The number of stzs (up to at least 10, in Woodward’s Songs of Syon) varies from book to book; it can afford to, since this is a different kind of construction from that of its predecessor. But the double refrain is both insistent and unmistakable, setting out its stall as a litany of worship: ‘May Jesus Christ be praised!’ Although the first line plants it in the ‘Morning’ section (though not for all hymnals) it is deliberately and specifically a hymn for all moods and seasons; the 1925 edition of Golden Bells made it no.1. Its 14 German stzs Beim fruhen Morgenlicht are from an unknown 19th-c pen, and were published in a 667 667 metre in 1828 and 1855, in two different forms. Edward Caswall may have used yet another version in rendering it in the present metre, in Roman Catholic collections of 1854 (shorter version) and 1858 (the full text). To Caswall we owe the key to it all in the 6-syllable lines 3 and 6, translating Gelobt sei Jesus Christus! Subsequent arrangements have proved surprisingly varied and complex, as editors clearly felt free to be eclectic in their phrasing and selection of stzs. Free Churches have usually dispensed with ‘the sweet church bell’ and ‘chanting with the choir’; the text here values the Jubilate adaptation of stzs 1 and 3–6, losing ‘to Jesus I repair’ (1.5) and ‘a solace here’ (5.2), though it has regrettably also lost the distinctive ‘canticle’ from the final lines. Stzs 2 and 3, missing from the Jubilate version, provide both a wider vision and a richer quality to the whole, while not approaching the full scope of its long original.

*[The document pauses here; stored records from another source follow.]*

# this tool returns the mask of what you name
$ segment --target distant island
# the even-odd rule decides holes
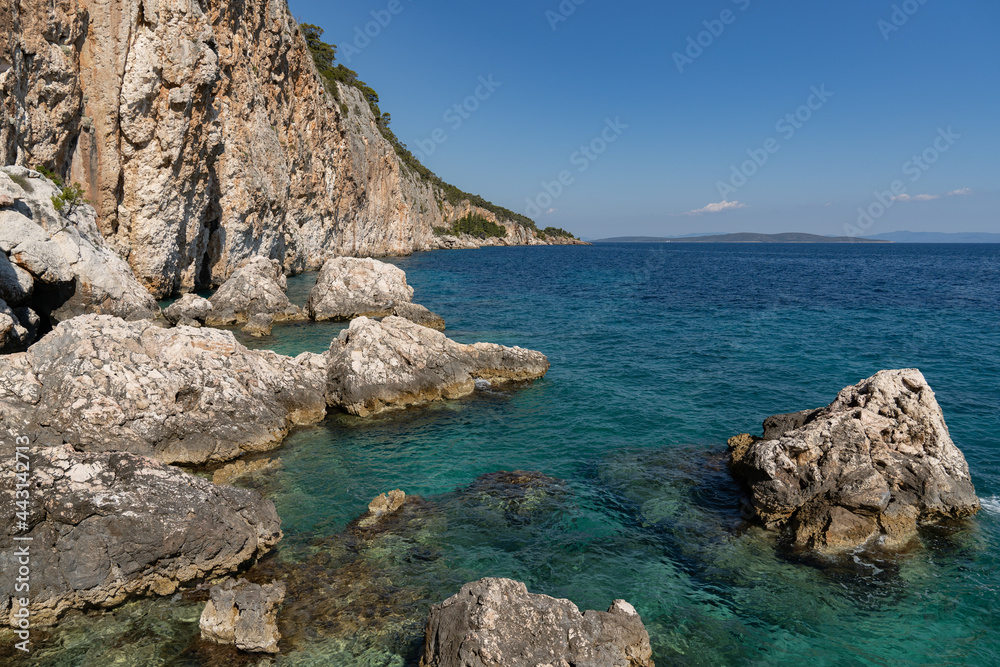
[[[1000,234],[990,232],[887,232],[870,238],[893,243],[1000,243]]]
[[[803,234],[801,232],[786,232],[784,234],[754,234],[741,232],[738,234],[711,234],[708,236],[615,236],[607,239],[597,239],[591,243],[892,243],[886,239],[870,239],[851,236],[820,236],[818,234]]]

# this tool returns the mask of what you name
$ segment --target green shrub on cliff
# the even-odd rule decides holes
[[[46,167],[44,164],[36,164],[35,171],[55,183],[57,187],[61,188],[63,186],[63,180],[59,178],[59,174]]]
[[[456,235],[468,234],[480,239],[491,236],[502,239],[507,236],[507,228],[481,215],[470,213],[455,221],[455,224],[451,226],[451,233]]]
[[[77,206],[86,201],[83,198],[83,186],[79,183],[67,185],[62,192],[52,197],[52,205],[65,215],[69,215]]]
[[[562,227],[546,227],[545,229],[542,230],[542,235],[544,235],[544,236],[562,236],[562,237],[565,237],[565,238],[568,238],[568,239],[575,239],[576,238],[575,236],[573,236],[573,234],[571,234],[570,232],[567,232]]]
[[[378,127],[379,132],[381,132],[386,141],[392,145],[396,155],[399,156],[399,161],[411,171],[418,174],[421,178],[435,185],[437,187],[435,192],[436,196],[441,197],[444,201],[447,201],[452,205],[459,204],[463,201],[469,201],[473,206],[484,208],[491,213],[495,213],[500,218],[513,220],[524,227],[533,229],[536,232],[538,231],[538,227],[535,226],[535,221],[531,218],[521,215],[520,213],[515,213],[514,211],[504,208],[503,206],[497,206],[493,202],[487,201],[479,195],[463,192],[454,185],[445,183],[434,172],[421,164],[420,160],[418,160],[416,156],[410,152],[410,149],[406,147],[406,144],[400,141],[393,131],[389,129],[389,124],[392,119],[389,114],[382,113],[382,110],[379,109],[379,97],[378,93],[375,92],[375,89],[359,79],[357,72],[345,67],[342,64],[336,63],[337,47],[334,44],[327,44],[321,39],[323,37],[323,29],[311,23],[302,23],[299,25],[299,28],[302,30],[302,35],[305,37],[306,45],[312,53],[313,62],[316,63],[316,69],[319,71],[320,76],[323,77],[323,81],[326,83],[327,91],[337,102],[341,103],[341,110],[344,114],[347,114],[347,112],[344,111],[346,105],[343,100],[340,99],[340,90],[337,88],[338,83],[345,86],[351,86],[361,91],[362,96],[368,102],[369,108],[371,108],[372,115],[375,117],[375,124]]]

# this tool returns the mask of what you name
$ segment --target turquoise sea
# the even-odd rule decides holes
[[[657,665],[1000,664],[1000,245],[598,245],[392,260],[461,342],[545,352],[513,390],[376,419],[332,416],[252,482],[310,582],[276,664],[414,665],[427,609],[483,576],[606,609],[625,598]],[[314,276],[289,280],[304,302]],[[248,345],[322,352],[342,325]],[[983,511],[893,555],[787,553],[744,525],[726,439],[923,371]],[[477,478],[547,476],[523,495]],[[548,479],[552,478],[552,479]],[[383,491],[388,533],[342,531]],[[349,531],[348,531],[349,532]],[[236,664],[196,641],[190,597],[70,619],[38,664]],[[288,626],[286,626],[287,629]],[[284,630],[283,630],[284,631]],[[286,632],[286,635],[289,634]]]

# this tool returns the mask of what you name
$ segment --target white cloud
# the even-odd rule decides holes
[[[962,188],[961,190],[952,190],[946,196],[948,197],[964,197],[966,195],[972,194],[972,188]]]
[[[743,202],[738,201],[720,201],[715,204],[709,204],[708,206],[702,208],[696,208],[693,211],[688,211],[686,213],[681,213],[681,215],[704,215],[705,213],[720,213],[722,211],[728,211],[734,208],[746,208],[747,205]]]
[[[892,201],[934,201],[935,199],[941,199],[941,195],[897,195],[892,198]]]
[[[559,209],[557,209],[557,208],[550,208],[550,209],[549,209],[549,210],[547,210],[547,211],[546,211],[545,213],[546,213],[546,214],[549,214],[549,213],[555,213],[555,212],[556,212],[556,211],[558,211],[558,210],[559,210]]]

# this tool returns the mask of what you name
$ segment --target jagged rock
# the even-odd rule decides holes
[[[0,209],[0,295],[9,305],[28,306],[52,326],[85,313],[135,320],[159,312],[104,243],[90,205],[56,211],[59,188],[24,167],[0,169],[0,190],[18,193],[15,206]]]
[[[261,470],[272,470],[281,466],[281,459],[254,459],[245,461],[238,459],[227,463],[212,473],[212,481],[216,484],[232,484],[241,477],[253,475]]]
[[[0,357],[0,453],[14,435],[167,463],[271,449],[323,418],[325,365],[248,350],[218,329],[77,317]]]
[[[163,309],[163,317],[171,324],[191,326],[204,324],[212,312],[212,302],[197,294],[185,294]]]
[[[301,319],[302,312],[285,295],[287,287],[278,260],[254,257],[209,299],[212,310],[206,314],[205,324],[239,324],[254,315],[272,315],[279,322]]]
[[[135,595],[231,572],[281,538],[281,521],[255,491],[216,486],[178,468],[127,453],[31,447],[28,528],[0,532],[0,568],[17,571],[30,537],[31,622],[69,609],[110,607]],[[15,507],[15,457],[0,460],[3,506]],[[22,498],[23,496],[18,496]],[[0,608],[13,625],[21,597],[0,578]]]
[[[541,352],[492,343],[462,345],[401,317],[359,317],[330,345],[326,400],[367,416],[472,393],[475,380],[509,382],[545,375]]]
[[[14,311],[0,301],[0,354],[23,350],[28,346],[29,333]]]
[[[19,306],[31,298],[35,281],[31,274],[17,264],[11,264],[7,255],[0,252],[0,299],[8,306]]]
[[[382,493],[375,500],[368,503],[368,513],[361,517],[358,525],[362,528],[374,526],[381,521],[383,516],[391,514],[402,507],[404,502],[406,502],[406,494],[399,489],[390,491],[387,494]]]
[[[431,608],[421,667],[653,667],[649,635],[635,609],[606,612],[486,578]]]
[[[444,318],[419,303],[397,303],[392,307],[392,314],[437,331],[444,331],[445,328]]]
[[[248,653],[278,653],[278,607],[285,599],[285,584],[251,584],[227,579],[212,586],[201,613],[202,639],[233,644]]]
[[[979,510],[965,457],[915,369],[880,371],[825,408],[776,415],[769,437],[730,450],[750,514],[797,545],[842,550]]]
[[[256,315],[252,315],[247,323],[243,325],[243,332],[248,333],[255,338],[270,336],[272,322],[274,322],[273,315],[268,313],[257,313]]]

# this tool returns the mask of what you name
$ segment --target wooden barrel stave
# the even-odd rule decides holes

Joseph Barnby’s LAUDES DOMINI (‘Praises of the Lord’) was composed for these words and came in the 1868 Appendix to the first edition of A&M, marked ‘in quick time’. While Eric Sharpe regarded this as a strong tune, Erik Routley discerned its similarity to the composer’s secular style.

A look at the author

Caswall, Edward

b Yateley, Hants 1814, d Edgbaston (nr Birmingham), Warwicks 1878. 4th son of the Vicar of Yateley; Chigwell Grammar Sch, Essex; Marlborough Coll, Wilts; Brasenose Coll Oxford (BA 1836, MA). As a student he issued a witty academic pamphlet ‘after the fashion of Aristotle’. He was ordained (CofE) in 1838; served in the parishes of Bishop’s Norton nr Gloucester; Milverton nr Warwick; and from 1840 at Stratford-sub-Castle, nr Salisbury. But in 1846, in his early 30s, he resigned his living, and a few months later became a Roman Catholic, Jan 1847. From then on his work of translating Lat hymns, already well advanced, gathered momentum; he published nearly 200 in Lyra Catholica (etc) in 1848, and ten years later The Masque of Mary and other poems. Other books of verse and drama followed. Widowed in 1849, he moved to J H Newman’s ‘Oratory’ in Birmingham, where in 1852 he was ordained as an RC. He remained there for the rest of his life; his collected hymns and poems were published posthumously, with a biographical preface, in 1908. He became one of those Roman converts of whom Ellerton, possibly a little biased, judged that ‘it can scarcely be said that they contributed much to the strength of the church of their adoption’. Of the 250 English hymn texts in The Westminster Hymnal of 1912, more than 50 are by Caswall, mostly translations. He is often the best-represented RC author in protestant hymn-books (5 in CH2004, 12 in The BBC Hymn Book of 1951, 9 in the 1965 Anglican Hymn Book and 13 in Common Praise 2000). As a Victorian hymntranslator he has been praised for the ‘great spirit and facility’ of his work; he ranks second only to the masterly and generally more accurate J M Neale, qv. Nos.217, 337, 347, 376, 421, 741.